但完整的答案真的很有趣,建议你阅读一下。我会在这里复制它,以防它消失:
> Does Mercurial supports recursive merge strategy like git? It is used
> in situation when
> merge has two "common" ancestors (also know as criss-cross merge)
> 
> According to http://codicesoftware.blogspot.com/2011/09/merge-recursive-strategy.html
> Mercurial
> does not support it but I wanted to ask to make sure that nothing has changed.
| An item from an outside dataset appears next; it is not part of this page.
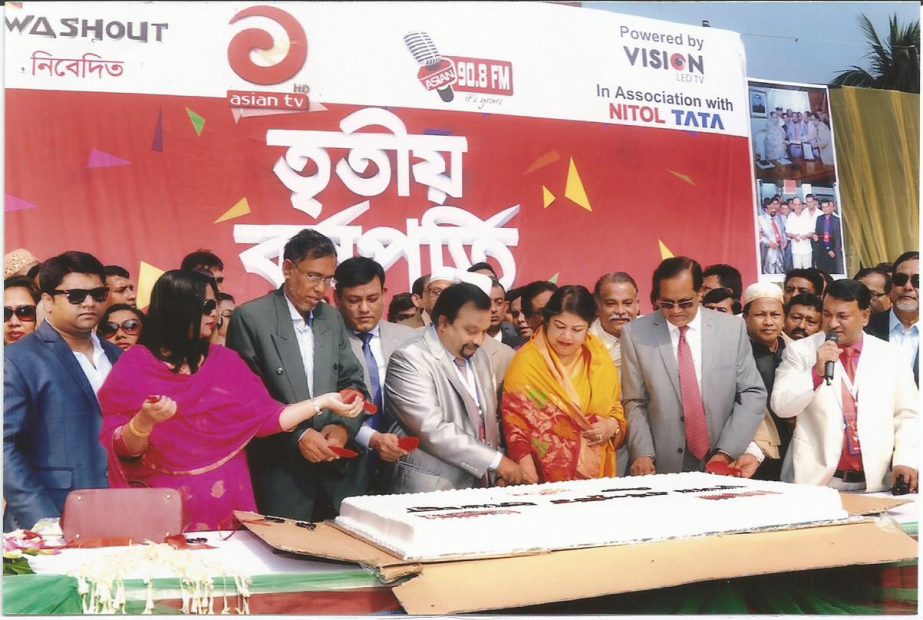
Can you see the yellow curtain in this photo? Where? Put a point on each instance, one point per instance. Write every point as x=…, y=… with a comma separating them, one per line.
x=877, y=139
Indeed. But you shouldn't judge the situation from this blog post as
it's not coherent.

In particular, the example given under "Why merge recursive is better –
a step by step example" doesn't appear to be a recursive merge situation
at all! Notice the key difference in topology as compared with the
initial diagrams: no criss-crossing merges leading up to the merge. Some
kind of bait and switch happening here.

In the example itself, Git will choose the same (single) ancestor in a
merge between nodes 5 and 4 as Mercurial would, 0. And thus both give
the result 'bcdE'. So we've learned precisely nothing about recursive
merge and how it compares to Mercurial from this example. The claim that
Mercurial chooses the "deepest" ancestor: also wrong and nonsensical.
The deepest ancestor is the root.

This seems to be yet another instance of "Git is incomprehensible,
therefore Git is magic, therefore Git magically works better" logic at
work.

Let's _actually_ work his original example diagram which has the
criss-crossing merges (which I guess he copied from someone who knew
what they were talking about). I'm going to ignore the blogger's
nonsensical use of arrows that point the wrong way for branch merges and
thus add cycles into the "directed acyclic graph". Here history flows
from left to right, thus the edges are right to left:

a---b-d-f---?
 \   \ /   / 
  \   X   /
   \ / \ /
    c-e-g

Let's make up a simple set of changes to go with that picture. Again,
think of each character as a line:

a = "a"
b = "a1"
c = "1a"
d = "a2"
e = "2a"
f = merge of d and c = "1a2" 
g = merge of e and b = "2a1"

When we merge f and g, our greatest common ancestor is either b or c. So
we've got the following cases:

b: we had a1 originally, and are looking at 1a2 and 2a1. So we have a
conflict at the start, but can simply choose 2 for the end as only one
side touched the end.

c: we had 1a originally, and are looking at 1a2 and 2a1. So we have a
conflict at the end, but can simply choose 2 for the start as only one
side touched the start.

Mercurial will choose whichever one of these it finds first, so we have
one conflict to resolve. It definitely does not choose 'a' as the
ancestor, which would give two conflicts.

Now what a recursive merge would do would be merging b and c first,
giving us "1a1". So now when we merge, we don't have conflicts at the
front or the back.

So yay, in this simplest of examples, it's a win. But cases where this
actually matters aren't terribly common (let's call it 1% to be
generous) and cases where it actually automatically solves the problem
for you seamlessly are actually less than half of THOSE cases.

Instead, if you've got conflicts in your recursive merge, now you've
made the whole situation more confusing. Take your blog post as Exhibit
A that most people don't understand recursive merge at all which means
when a merge goes wrong, not only do you need an expert to diagnose it,
you need an expert to tell you who the 'experts' even are.

We talk about recursive merge occasionally. But as it happens, for the
cases where ancestor ambiguity is the most interesting (merging with
backouts, exec bit changes), recursive merges don't help at all. So I
don't think they warrant the extra complexity.